Lors d’une courte cérémonie, après cinq jours de retraite,
ce même père nous avait revêtus solennellement de l’habit
augustinien, après avoir jeté dans un coin du chœur, avec
dédain, voire dégoût, notre veste d’étudiant, symbole de
vie mondaine.

Maintenant, il y avait belle lurette que ce même père
maître était allé s’acheter un beau costume civil,
considérant lui aussi que la veste ne signifiait pas
forcément la vie débridée du siècle. Comme beaucoup de
ses confrères il avait accepté ce changement. Il fallait être
de son temps !
Dans quel journal français avais-je justement lu que le
Hollandais, tellement désireux de vivre « avec son
temps », en était devenu « momentaliste », fasciné par le
présent immédiat et peu sensible aux liens qui le
rattachaient à son passé ?
Depuis des siècles, l’habit indiquait « un homme de
Dieu ». C’était à cela qu’il servait, là que résidait toute sa
signification, sa seule raison d’être.
Certes, ce n’était qu’apparence, mais l’apparence n’est
pas rien.
« Le paraître est, dit Jankelevitch, puisqu’il paraît ; il
est en tant qu’il paraît. » L’apparence « n’est pas la vérité
elle-même et tout entière, dit encore Jankelevitch, et elle
n’est pas non plus une petite portion de cette vérité ; elle
29 n’est même pas, à proprement parler, une vérité
incomplète : il serait plus exact de dire qu’elle est la vérité
entière, mais vue de travers et en quelque sorte sous un
faux jour. »

Ce « faux jour » consistait peut-être autrefois en ce
qu’on identifiait souvent l’habit à l’homme, alors que,
pour le bon peuple chrétien – et je pense qu’il parlait
d’expérience –, l’habit ne faisait pas le moine.

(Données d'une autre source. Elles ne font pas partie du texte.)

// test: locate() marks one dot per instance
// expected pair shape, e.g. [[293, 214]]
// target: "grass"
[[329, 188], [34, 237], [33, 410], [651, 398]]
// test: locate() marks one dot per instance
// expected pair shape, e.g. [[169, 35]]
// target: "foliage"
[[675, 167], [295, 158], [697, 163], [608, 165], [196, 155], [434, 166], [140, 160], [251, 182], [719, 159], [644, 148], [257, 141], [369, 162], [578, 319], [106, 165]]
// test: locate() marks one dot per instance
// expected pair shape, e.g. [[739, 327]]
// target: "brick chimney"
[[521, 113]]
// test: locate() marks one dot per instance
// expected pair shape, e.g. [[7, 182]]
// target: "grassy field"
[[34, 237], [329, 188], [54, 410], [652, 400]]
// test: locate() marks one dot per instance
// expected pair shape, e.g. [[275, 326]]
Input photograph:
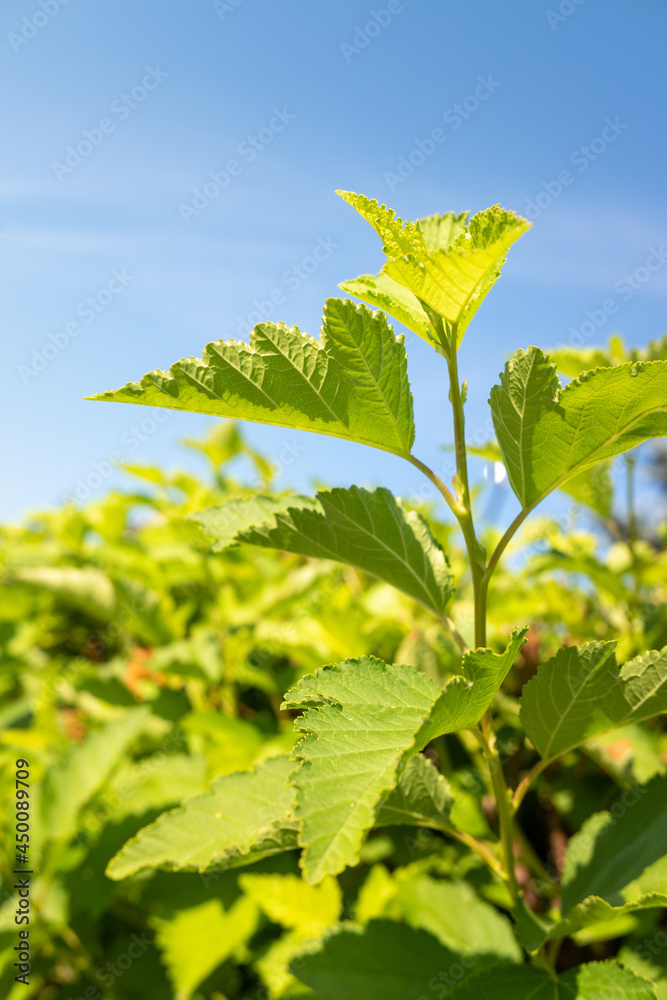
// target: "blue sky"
[[103, 259]]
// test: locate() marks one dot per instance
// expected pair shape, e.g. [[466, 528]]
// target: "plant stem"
[[526, 782], [475, 553], [503, 805], [477, 846]]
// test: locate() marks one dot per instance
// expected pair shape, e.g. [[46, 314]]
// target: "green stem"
[[503, 805], [526, 782], [481, 575]]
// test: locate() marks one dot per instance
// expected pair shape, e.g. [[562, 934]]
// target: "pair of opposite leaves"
[[352, 382]]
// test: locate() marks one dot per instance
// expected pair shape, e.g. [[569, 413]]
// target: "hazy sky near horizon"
[[168, 175]]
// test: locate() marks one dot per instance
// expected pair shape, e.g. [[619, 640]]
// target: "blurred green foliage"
[[135, 666]]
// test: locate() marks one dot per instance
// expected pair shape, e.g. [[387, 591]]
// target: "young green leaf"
[[398, 237], [289, 901], [422, 797], [196, 941], [440, 231], [360, 720], [616, 864], [581, 692], [467, 696], [456, 916], [384, 293], [549, 434], [371, 531], [389, 961], [73, 781], [454, 280], [352, 383], [246, 816]]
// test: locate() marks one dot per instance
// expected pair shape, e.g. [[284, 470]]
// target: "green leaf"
[[370, 531], [398, 237], [440, 231], [245, 817], [581, 692], [623, 855], [422, 797], [226, 523], [196, 941], [387, 961], [352, 383], [616, 863], [289, 901], [467, 696], [384, 293], [71, 783], [549, 434], [593, 486], [454, 280], [360, 721]]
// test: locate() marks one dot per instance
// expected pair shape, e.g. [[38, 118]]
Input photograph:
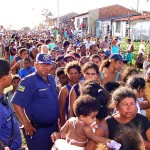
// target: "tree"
[[46, 13]]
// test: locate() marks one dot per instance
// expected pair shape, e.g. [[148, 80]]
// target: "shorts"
[[61, 144], [129, 57]]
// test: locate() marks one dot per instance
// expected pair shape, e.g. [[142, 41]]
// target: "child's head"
[[129, 138], [15, 81], [138, 84], [26, 63], [94, 89], [63, 78], [86, 109]]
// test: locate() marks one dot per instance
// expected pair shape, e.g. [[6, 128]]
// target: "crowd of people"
[[70, 92]]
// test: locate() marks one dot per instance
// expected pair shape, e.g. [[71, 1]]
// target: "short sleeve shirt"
[[139, 121], [38, 98]]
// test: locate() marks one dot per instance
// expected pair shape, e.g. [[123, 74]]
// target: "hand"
[[29, 129], [55, 136]]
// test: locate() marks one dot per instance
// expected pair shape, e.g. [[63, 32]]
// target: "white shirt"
[[141, 49]]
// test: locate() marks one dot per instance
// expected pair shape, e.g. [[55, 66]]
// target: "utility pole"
[[58, 14], [137, 6]]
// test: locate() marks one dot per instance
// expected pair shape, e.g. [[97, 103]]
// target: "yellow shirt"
[[147, 94]]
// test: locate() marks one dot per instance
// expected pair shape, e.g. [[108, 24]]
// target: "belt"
[[38, 126]]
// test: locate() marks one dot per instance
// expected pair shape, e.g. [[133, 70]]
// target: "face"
[[90, 74], [88, 120], [118, 65], [15, 83], [94, 50], [127, 107], [96, 61], [74, 75], [69, 59], [63, 79], [7, 79], [24, 55], [102, 55], [61, 63], [26, 64], [53, 69], [43, 69]]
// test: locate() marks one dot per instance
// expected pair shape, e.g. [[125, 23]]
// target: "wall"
[[93, 16], [140, 29], [81, 20]]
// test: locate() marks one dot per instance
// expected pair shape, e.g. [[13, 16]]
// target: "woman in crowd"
[[124, 100], [73, 71], [90, 71], [110, 69]]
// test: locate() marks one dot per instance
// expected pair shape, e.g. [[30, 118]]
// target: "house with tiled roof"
[[107, 15], [135, 27]]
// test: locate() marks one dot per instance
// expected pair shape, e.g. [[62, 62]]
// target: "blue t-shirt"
[[24, 72], [38, 98], [7, 121]]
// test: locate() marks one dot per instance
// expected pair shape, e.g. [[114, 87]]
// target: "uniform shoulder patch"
[[21, 88]]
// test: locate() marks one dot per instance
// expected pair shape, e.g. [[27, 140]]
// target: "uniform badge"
[[21, 88], [46, 57]]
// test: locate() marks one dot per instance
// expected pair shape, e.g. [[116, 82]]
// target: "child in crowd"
[[79, 129], [129, 138], [146, 65], [27, 68], [63, 78], [15, 81]]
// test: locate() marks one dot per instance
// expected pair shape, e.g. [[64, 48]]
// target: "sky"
[[21, 13]]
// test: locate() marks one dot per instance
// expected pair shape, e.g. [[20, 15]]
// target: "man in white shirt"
[[142, 47]]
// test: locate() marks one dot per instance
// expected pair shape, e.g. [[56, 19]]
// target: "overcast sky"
[[27, 12]]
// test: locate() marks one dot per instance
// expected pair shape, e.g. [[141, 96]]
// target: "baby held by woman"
[[80, 128]]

Un an après cette rencontre à Utrecht, un jour
d’automne, le père C. m’interpela au moment où je passai
dans le jardin de la communauté pour me rendre à mon
atelier :
« Sais-tu que le père X. est décédé ? Une hépatite ! Il
n’y a rien eu à faire. Il a attrapé cette saloperie en
Indonésie. Pour l’enterrer on a cherché chez lui un habit ;
on ne voulait pas le laisser partir chez le Bon Dieu en
pyjama ! Mais on n’a rien trouvé. Alors, dans la penderie
de ton ancienne chambre on a pris ton habit. Comme vous
aviez la même taille, il lui convenait parfaitement. »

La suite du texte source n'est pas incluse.